The Recording Academy will restructure its Board of Trustees, formulate formal diversity and inclusion goals for the board and, down the road, consider changing the voting process in the top Grammy Awards categories.
The moves are the implementation of recommendations set forth by the Recording Academy Diversity & Inclusion Task Force, which released its report today.
Convened in March 2018 and led by Tina Tchen, the task force made recommendations after examining issues of diversity and inclusion within the Recording Academy and the broader music community. The full report is here.
The Trustees voted in November to create a new system that will be implemented in January. Next year, 30 of the 38 Trustees will continue to be elected by the Chapters, and eight Trustees will be voted on by the overall membership, based on a vote among candidates on a slate chosen by a National Nominating Committee. The eight Trustees will be selected after the first 30 are elected.
The recommendation for the restructuring its Board of Trustees is to ensure that music creators from the broadest range of ages, backgrounds, genders, genres, crafts, and regions are fully represented within the organization’s leadership.
One of the goals for the board is to adopt a new structure that will make a priority of identifying and elevating a diverse range of music creators to positions of leadership.
The Academy will also continue to research the report's recommendation to change portions of the Grammy Award voting process to a ranked-choice system.

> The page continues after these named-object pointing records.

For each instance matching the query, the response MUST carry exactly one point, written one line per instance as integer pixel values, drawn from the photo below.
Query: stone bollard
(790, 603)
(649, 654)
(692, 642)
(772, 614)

The Awards and Nominations Committee decided against immediately implementing a ranked choice voting system for the four General Field categories after hearing a presentation in the spring.
One of the Task Force’s first moves was to bring parity to the secret nomination review committees that were 74% male from 2015 to 2017. The nomination review committees for the 61st Grammy Awards, handed out this year, were 51% female.

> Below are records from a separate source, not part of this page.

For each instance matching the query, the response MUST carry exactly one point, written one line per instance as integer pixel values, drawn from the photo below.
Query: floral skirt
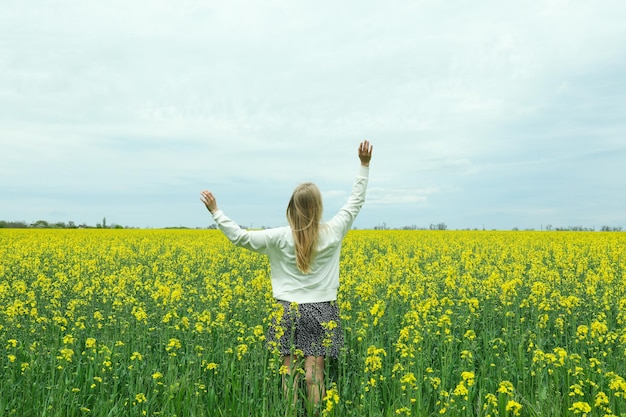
(310, 329)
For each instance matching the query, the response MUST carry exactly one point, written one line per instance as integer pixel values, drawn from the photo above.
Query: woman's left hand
(209, 201)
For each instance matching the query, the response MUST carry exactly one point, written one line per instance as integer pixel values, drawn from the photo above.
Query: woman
(304, 264)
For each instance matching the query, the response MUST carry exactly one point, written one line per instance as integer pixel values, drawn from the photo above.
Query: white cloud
(460, 99)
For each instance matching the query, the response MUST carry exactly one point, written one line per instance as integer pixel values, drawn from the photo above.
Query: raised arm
(343, 220)
(365, 153)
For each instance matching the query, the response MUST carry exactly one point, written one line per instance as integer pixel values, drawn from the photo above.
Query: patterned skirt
(310, 329)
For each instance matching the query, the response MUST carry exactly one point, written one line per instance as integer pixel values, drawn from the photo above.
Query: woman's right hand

It has shifted back a bit for the 62nd Grammy Awards, as the current nomination review committee is 56% male. The Task Force was not involved in this year’s committee selection process, which took place as the Academy’s new leadership was transitioning in.
The Academy has set a goal of doubling the number of female voters by 2025.

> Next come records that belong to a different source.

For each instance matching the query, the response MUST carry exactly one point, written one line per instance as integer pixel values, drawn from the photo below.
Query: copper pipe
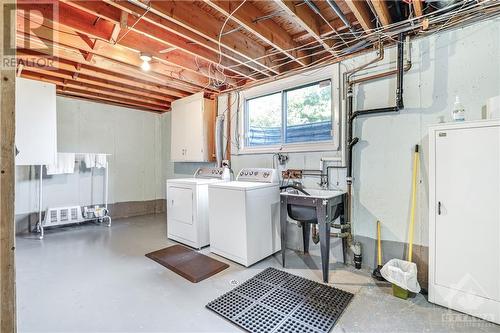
(406, 68)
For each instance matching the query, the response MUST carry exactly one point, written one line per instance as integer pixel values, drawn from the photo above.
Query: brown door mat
(188, 263)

In addition, the Academy has set a goal of doubling the number of female voters by 2025, which means bringing in 2,500 new female voters over the next five years.
The Recording Academy has already made progress toward implementing 17 of the 18 reforms set forth by the Task Force, including ensuring gender parity on Awards and Governance committees, publicly reporting on the demographic composition of its workforce across different levels of seniority, and increasing outreach to diverse communities, which include key initiatives for female producers and engineers.
"The mission of the Recording Academy is to serve and advocate for music creators from all genres and of all genders and generations,” said Recording Academy President/CEO Deborah Dugan. “We have recently made tremendous progress, and I’m proud to report that our leadership team is currently 50% female and that the 2019 Academy membership class is the most diverse in our history.
“However, there is still work to be done. We are deeply committed to continuing to implement the Task Force’s recommendations and building a community that is truly representative of our diverse and dynamic creators.”
The Recording Academy will be hiring a Diversity & Inclusion expert at the executive level, and three new professionals have been hired to support the current Senior Director of Membership Outreach.
Said Tchen, formerly Michelle Obama’s Chief of Staff and the CEO of Time’s Up, “We are also so grateful for the full cooperation and participation of the Recording Academy at every step, and are encouraged by the commitment to change they announced today.”
Dugan has invited the Task Force to reconvene in one year to assess the Academy’s progress, which the Task Force has accepted.